İhtiyaç sahibi Gazzelilere yardım götürmekten başka suçu(!) olmayan ve hayatlarını bu yüzden kaybetmiş insanlar gerçeği orta yerde dururken, yüzlerce kardeşimize gözaltı ve tutukluluk adı altında bir esaret süreci yaşatılmışken, hükümetin, sadece İsrail'in tutumuna göre politika belirleyeceğini bildirmekten öte, somut girişimlerde bulunma zorunluluğu vardır. Zira Siyonist korsanlar zaten yapacağını yapmış, uluslararası hukuku ve insanlığın ortak vicdanını hiçe sayarak, bu konudaki net tavrını ortaya koymuştur.

Bu yaptıklarının yanına kar kalmayacağını ve bedelini ödeyeceğini söyleyen yetkililer, uluslararası camianın kınama kararlarının yaptırıma dönüşmeyeceğini iyi bilmektedirler. Nitekim Rachel Corrie gibi kendi vatandaşlarının hunharca katlinin ardından bile İsrail'e herhangi bir yaptırım uygulamayan ülkelerden bu olayda duyarlı olacaklarını beklemek beyhudedir. Ayrıca Cumartesi gecesi Siyonist Haydut Devlet'in Deniz Kuvvetleri tarafından taciz edilmeye başlayan yardım filosunun yanına gitmek ve Uluslar arası Deniz Hukukuna göre Türkiye toprağı kabul edilen Mavi Marmara gemisini korumak için TSK'nın Akdeniz'de devriye görevi yapan "Çağrı Gurubu Filosu"nun saldırıyı önlemek amacıyla ilgili mahalle niçin yönlendirilmediği veya yönlendirilemediği açıklanmalıdır.

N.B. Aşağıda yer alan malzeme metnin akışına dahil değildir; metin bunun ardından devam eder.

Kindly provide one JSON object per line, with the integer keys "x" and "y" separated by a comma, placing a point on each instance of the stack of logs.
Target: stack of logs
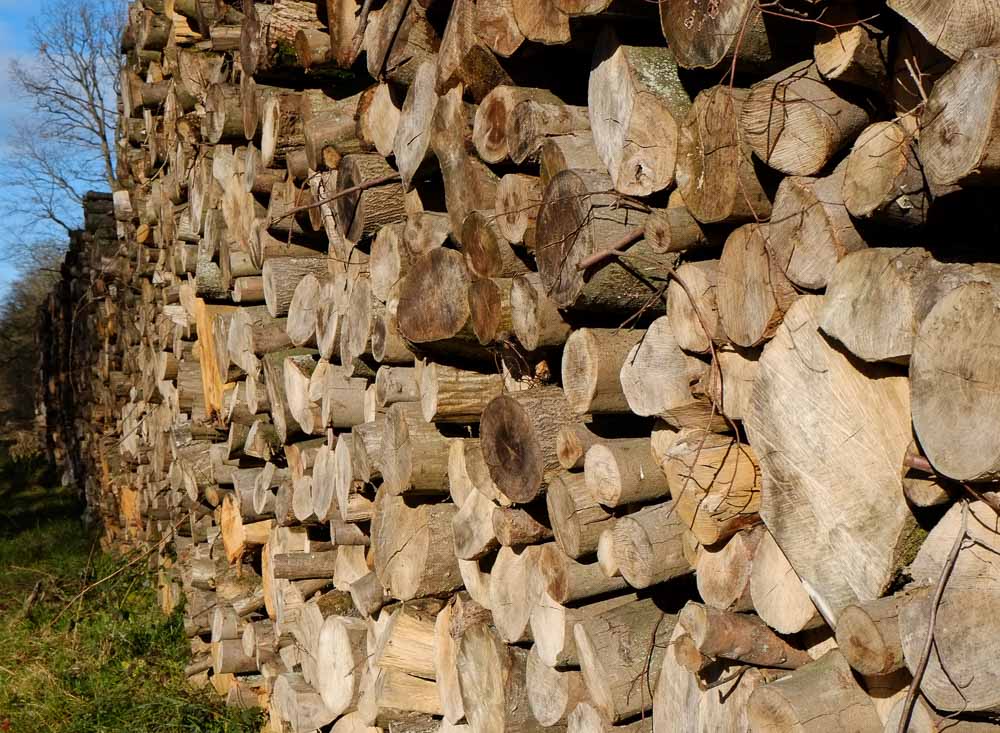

Bu hususun sorumlusu da 30 Mayıs Pazar sabahı devlet birimlerinin temsilcileriyle Acil Kriz Değerlendirmesi yapan Başbakanvekili Bülent Arınç'tır.

Başbakan ve hükümet, bundan sonra ABD, BM ve uluslar arası camia nezdinde elde etmeyi beklediği desteği bulamazsa, İsrail'e yönelik ne tür yaptırımlar uygulayacağını, bunların nasıl hayata geçirileceğini açıklamak ve bu konuda somut adımlar atmak durumundadırlar. Hükümetin uluslararası camiadan somut adımlar beklemesi örneğinde olduğu gibi bizler de hükümetten somut, sonuç alıcı, mağduriyetleri giderici, ambargonun kaldırılması ve yardımların yerine ulaştırılmasını içeren hedefe matuf adımlar bekliyoruz.

Uluslar arası sularda kendi gemilerine hunharca saldıran Siyonist korsanlara olaylar esnasında gerekli müdahaleleri yap(a)mayan Türkiye devletinin elinde, hâlihazırda atması gerekip de atmadığı pek çok adım bulunmaktadır. Bu anlamda İsrail'le 28 Şubat sürecinde gerçekleştirilen ve halen geçerliliklerini koruyan Ticari ve Askeri Stratejik İşbirliği konseptine derhal son verilmeli; askeri teçhizatların modernizasyonu antlaşmaları yırtılıp atılmalı, İsrail'le ilişkiler tüm alanlarda ilelebet sona erdirilmelidir.

Ayrıca bundan sonraki konuyla ilgili uluslar arası resmi toplantılarda korsanlığa dayanan hukuksuz Gazze ambargosunun yaptırımlı bir şekilde lağvedilmesi için karar süreci başlatılmalıdır. İnsani yardım kuruluşları ve tüm Filistin dostları olarak da tanımadığımız Gazze ambargosunu geçmek için hazırlıklara başlanmalıdır.